Open anatoly-scherbakov opened 4 years ago
This is a fair thing to consider. So far, we were thinking along the lines of this problem of batch replication being solved independently by the IPFS community (and there has been some progress in this direction), instead of every application inventing the same solution. That said, perhaps a replay-time CLI flag can be introduced to spin a detached thread which can traverse over all the index records and pulls/pins records locally, if not present already. Another option would be to add UI elements in the Admin interface to perform selective or batch pinning of records. Most of our tests so far were performed on data being present in the local IPFS store, but there are tickets to allow attachment of the replay to any IPFS node or simply relying on the global resolver (the latter is only suitable for replay, not for indexing).
a replay-time CLI flag can be introduced to spin a detached thread which can traverse over all the index records and pulls/pins records locally
I would suggest a separate CLI command, something like this: ipwb pin myfile.cdxj
or ipwb pin QmReQCtRpmEhdWZVLhoE3e8bqreD8G3avGpVfcLD7r4K6W
. This command does not need to launch Flask. It only has to fetch the CDXJ file from local or remote source and to pin every hash from it.
I can imagine running this command on a VPS which I create specifically to broadcast my archives to the network at any moment, regardless of whether my home machine is available.
That was one of my motivations to propose factoring out of index.py
to contain routines to work with the CDXJ file itself. It could provide a Pythonic interface to those files that every other component of the system could rely upon, for the sake of DRY.
In that case, we really do not need any addition ipwb
command for this. We can simply use something like awk
to parse the index file and spit out all the IPFS hashes on STDOUT, which can then be supplied to an IPFS client CLI. This problem can simply be solved by adding instructions in the documentation.
That may be the case, but:
I am used to write bash, Python, or GNU make command line utils to automate these tasks, and I can assure this helps a lot and saves a lot of time and effort. The mental overhead should be solved once and for all, and it is much easier to write ipwb pin QmHash
than to copy-paste a lengthy command, especially if you're a newbie user.
Especially when you want to run this in an automated environment.

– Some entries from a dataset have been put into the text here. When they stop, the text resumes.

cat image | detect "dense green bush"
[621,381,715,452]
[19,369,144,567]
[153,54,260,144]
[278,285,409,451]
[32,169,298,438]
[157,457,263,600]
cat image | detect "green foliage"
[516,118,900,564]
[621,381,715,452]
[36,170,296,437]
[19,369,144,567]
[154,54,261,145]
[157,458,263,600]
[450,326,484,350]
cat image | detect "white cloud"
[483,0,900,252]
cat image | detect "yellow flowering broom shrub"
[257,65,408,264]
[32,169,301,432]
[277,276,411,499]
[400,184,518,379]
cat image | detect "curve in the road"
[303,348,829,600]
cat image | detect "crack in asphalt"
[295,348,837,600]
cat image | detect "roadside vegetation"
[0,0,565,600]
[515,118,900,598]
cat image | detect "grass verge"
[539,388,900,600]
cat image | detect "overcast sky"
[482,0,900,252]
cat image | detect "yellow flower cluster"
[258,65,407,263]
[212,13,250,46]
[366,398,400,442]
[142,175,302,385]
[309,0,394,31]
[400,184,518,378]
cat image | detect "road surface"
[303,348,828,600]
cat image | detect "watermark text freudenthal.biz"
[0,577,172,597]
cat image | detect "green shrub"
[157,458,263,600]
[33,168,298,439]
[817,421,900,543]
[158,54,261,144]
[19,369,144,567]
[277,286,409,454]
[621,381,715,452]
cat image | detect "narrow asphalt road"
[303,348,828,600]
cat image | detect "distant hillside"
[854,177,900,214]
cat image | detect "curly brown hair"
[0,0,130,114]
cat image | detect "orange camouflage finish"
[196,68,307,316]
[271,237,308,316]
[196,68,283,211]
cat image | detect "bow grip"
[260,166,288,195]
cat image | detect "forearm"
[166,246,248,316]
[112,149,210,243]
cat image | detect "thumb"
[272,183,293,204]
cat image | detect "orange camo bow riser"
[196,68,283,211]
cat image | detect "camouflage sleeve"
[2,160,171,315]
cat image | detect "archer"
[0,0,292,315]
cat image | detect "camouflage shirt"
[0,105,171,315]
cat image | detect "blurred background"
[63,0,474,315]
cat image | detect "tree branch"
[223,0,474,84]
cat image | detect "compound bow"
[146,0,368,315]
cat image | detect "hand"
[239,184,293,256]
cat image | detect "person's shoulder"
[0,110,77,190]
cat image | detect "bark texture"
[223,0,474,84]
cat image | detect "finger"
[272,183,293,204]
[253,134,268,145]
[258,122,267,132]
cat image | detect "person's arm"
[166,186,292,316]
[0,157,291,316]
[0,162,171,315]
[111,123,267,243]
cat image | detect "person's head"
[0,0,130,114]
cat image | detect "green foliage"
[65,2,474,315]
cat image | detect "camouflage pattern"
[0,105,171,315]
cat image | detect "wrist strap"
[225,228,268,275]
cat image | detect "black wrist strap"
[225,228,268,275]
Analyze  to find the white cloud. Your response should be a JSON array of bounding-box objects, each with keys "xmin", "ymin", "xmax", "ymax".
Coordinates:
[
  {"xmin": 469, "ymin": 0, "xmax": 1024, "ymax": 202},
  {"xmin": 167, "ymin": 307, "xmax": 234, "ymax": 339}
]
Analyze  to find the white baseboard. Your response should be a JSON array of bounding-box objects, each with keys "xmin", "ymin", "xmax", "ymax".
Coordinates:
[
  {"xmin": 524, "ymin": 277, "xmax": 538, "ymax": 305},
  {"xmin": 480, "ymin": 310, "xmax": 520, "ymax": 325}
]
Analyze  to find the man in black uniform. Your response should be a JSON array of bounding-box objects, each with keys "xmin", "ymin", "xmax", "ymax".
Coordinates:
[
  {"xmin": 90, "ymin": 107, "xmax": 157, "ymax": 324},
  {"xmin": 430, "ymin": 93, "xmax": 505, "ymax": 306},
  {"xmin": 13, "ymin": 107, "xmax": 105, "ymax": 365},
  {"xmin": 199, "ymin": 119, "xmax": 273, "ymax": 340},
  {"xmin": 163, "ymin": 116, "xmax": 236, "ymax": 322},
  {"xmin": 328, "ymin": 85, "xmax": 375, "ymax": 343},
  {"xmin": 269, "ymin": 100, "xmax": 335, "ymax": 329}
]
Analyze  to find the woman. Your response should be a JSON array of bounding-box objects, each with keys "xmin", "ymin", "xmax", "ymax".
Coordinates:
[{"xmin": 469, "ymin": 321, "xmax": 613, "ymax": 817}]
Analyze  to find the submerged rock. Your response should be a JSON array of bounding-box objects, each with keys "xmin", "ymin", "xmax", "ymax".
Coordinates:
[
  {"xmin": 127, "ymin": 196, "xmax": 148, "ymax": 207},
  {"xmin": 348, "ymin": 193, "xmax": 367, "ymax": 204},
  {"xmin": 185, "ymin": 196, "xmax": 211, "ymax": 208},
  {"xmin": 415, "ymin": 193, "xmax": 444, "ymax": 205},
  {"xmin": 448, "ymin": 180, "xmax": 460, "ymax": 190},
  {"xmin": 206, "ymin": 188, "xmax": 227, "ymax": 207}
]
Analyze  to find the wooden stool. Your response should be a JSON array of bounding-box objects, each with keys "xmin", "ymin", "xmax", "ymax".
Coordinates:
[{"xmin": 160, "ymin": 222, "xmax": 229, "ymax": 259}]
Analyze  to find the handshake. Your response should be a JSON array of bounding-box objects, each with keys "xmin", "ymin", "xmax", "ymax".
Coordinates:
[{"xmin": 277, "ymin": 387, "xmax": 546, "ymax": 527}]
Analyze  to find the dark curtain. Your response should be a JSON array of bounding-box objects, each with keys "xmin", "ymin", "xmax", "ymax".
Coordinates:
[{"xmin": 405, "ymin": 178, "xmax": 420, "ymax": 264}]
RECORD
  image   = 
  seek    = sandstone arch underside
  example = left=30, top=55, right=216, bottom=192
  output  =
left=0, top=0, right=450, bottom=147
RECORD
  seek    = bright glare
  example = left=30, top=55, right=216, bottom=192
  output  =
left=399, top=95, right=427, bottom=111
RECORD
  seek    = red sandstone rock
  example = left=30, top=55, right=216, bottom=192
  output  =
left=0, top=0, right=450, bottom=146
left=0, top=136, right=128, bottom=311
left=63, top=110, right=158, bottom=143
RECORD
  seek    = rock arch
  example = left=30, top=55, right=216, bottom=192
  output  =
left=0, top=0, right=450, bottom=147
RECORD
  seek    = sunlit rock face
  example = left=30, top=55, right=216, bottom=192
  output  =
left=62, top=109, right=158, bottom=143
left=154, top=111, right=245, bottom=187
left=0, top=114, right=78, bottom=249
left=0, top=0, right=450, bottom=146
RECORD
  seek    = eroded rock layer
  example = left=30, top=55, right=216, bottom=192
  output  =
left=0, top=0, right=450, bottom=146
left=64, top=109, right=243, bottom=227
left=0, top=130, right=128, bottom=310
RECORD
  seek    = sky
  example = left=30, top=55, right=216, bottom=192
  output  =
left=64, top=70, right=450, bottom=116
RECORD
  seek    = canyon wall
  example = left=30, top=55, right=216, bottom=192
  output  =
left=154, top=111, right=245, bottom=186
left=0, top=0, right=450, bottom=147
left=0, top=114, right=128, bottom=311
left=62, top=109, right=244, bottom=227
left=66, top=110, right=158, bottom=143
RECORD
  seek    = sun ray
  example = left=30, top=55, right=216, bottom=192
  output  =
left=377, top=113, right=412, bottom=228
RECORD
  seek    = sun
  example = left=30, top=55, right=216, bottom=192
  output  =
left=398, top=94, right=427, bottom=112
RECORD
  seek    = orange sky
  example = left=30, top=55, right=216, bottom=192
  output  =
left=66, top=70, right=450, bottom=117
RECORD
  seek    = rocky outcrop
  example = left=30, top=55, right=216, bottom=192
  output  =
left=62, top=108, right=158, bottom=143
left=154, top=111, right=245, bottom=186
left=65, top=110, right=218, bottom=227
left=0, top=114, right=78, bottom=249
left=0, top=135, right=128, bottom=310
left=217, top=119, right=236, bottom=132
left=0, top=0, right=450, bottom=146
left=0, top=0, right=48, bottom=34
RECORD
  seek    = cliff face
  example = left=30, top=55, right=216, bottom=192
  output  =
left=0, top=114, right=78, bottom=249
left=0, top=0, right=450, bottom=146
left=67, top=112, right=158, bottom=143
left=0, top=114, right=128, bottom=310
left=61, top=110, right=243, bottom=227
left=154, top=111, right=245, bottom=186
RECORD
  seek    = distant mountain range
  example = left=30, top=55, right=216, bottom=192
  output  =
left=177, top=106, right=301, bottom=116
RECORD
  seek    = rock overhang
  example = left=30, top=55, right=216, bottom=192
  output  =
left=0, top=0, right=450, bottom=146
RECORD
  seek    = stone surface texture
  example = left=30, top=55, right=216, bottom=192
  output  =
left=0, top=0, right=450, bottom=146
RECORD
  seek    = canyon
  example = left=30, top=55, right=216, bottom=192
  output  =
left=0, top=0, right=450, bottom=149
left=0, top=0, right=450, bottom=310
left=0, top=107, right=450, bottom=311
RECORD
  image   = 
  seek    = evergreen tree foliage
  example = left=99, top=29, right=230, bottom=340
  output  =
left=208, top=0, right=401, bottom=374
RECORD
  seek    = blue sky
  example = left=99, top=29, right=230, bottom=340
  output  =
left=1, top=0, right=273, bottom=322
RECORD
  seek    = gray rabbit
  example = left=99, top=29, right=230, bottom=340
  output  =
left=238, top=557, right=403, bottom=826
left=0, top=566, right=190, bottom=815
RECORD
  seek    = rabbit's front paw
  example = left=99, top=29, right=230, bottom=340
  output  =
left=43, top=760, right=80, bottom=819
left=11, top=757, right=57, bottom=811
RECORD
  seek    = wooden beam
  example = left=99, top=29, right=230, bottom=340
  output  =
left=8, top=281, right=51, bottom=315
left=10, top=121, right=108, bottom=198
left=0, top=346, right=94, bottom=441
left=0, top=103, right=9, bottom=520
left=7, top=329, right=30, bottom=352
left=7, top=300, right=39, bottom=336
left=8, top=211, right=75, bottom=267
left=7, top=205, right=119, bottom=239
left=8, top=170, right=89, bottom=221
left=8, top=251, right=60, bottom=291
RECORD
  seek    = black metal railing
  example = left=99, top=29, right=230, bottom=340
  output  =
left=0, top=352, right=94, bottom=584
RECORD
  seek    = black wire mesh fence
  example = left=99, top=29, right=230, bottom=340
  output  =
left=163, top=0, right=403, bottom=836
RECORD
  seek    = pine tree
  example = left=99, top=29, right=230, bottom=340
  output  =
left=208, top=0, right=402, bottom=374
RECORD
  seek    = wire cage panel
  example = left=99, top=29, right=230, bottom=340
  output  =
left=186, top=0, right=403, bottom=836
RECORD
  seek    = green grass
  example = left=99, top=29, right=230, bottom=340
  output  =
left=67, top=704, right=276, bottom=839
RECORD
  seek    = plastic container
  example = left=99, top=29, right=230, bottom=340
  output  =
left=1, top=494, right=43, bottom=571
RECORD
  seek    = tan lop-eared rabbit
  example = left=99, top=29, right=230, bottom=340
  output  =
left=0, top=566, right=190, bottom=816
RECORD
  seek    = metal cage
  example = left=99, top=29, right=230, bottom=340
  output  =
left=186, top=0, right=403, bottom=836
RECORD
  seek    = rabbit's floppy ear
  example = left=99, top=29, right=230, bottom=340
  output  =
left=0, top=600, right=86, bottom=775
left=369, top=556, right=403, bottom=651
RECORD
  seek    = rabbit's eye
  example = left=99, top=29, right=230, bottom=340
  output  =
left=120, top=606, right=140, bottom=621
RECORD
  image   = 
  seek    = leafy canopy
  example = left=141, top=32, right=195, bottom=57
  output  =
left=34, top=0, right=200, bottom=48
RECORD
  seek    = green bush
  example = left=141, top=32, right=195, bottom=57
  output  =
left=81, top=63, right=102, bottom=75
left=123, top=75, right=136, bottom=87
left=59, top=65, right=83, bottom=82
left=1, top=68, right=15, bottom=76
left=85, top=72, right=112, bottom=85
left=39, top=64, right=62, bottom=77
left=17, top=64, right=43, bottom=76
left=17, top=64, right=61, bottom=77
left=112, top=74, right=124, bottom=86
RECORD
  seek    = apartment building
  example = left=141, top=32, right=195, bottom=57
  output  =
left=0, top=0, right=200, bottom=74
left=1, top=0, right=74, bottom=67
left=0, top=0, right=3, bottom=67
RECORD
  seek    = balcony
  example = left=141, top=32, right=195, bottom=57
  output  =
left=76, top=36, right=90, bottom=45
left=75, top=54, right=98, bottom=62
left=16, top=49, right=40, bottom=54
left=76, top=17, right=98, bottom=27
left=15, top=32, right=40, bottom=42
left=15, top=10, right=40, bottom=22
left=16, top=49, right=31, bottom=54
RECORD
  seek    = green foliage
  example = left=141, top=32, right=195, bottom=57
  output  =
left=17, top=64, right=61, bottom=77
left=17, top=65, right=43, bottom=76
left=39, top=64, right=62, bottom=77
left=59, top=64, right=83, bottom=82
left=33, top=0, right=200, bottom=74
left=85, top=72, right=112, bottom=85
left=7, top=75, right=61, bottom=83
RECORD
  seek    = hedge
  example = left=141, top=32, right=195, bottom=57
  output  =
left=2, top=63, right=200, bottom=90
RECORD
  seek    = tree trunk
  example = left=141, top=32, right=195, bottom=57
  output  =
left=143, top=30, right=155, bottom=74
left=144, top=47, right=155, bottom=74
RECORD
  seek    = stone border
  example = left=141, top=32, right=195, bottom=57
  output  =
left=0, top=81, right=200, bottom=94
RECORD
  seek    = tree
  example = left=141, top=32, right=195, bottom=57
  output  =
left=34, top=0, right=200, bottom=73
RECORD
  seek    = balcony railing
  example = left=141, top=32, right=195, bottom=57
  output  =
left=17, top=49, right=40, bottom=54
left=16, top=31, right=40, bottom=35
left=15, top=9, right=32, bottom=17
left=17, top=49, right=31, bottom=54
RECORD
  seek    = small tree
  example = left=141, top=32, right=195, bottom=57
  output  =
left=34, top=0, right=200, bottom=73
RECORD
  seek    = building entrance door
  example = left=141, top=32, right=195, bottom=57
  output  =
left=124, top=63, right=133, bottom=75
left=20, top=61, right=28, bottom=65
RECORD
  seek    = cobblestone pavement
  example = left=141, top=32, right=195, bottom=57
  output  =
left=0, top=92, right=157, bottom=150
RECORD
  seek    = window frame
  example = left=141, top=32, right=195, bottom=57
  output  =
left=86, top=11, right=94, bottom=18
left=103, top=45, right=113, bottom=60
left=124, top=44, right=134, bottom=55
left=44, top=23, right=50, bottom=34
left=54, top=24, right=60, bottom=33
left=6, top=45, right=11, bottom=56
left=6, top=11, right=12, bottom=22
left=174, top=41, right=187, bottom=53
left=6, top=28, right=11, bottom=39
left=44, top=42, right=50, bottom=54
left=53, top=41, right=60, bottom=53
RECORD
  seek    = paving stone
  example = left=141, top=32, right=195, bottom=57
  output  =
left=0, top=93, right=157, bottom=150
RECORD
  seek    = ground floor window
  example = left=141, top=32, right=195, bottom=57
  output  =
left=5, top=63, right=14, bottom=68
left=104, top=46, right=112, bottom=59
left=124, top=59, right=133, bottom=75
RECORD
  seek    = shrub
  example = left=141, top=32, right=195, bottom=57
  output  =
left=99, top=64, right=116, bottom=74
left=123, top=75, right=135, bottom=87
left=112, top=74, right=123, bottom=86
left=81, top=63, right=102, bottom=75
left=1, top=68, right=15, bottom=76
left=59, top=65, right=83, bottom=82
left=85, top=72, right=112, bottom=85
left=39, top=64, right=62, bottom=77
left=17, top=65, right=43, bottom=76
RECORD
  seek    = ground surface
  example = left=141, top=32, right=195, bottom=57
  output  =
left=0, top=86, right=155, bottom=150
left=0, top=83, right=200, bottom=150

When you have Redis or some other backend instead of an CDXJ file sitting on your disk (which is imaginable in production), parsing CDXJ files with awk
can no longer work. ipwb pin
however can because from the core code's point of view, it does not make difference whether the data is in CDXJ file on local disk or it has been downloaded into Redis from a file sitting on IPFS.
And especially when your server is running in an environment like AWS Lambda and the data itself is in a shared Redis cache or some other database. I am not sure awk
is even shipped in that environment.
Sure, there are good reasons to add a utility sub-command, but I was suggesting a quick workaround even before we add any additional code to the repo.
I can do that if we are to create an issue for the purpose (or use this one); I would need pinning for my purposes anyway.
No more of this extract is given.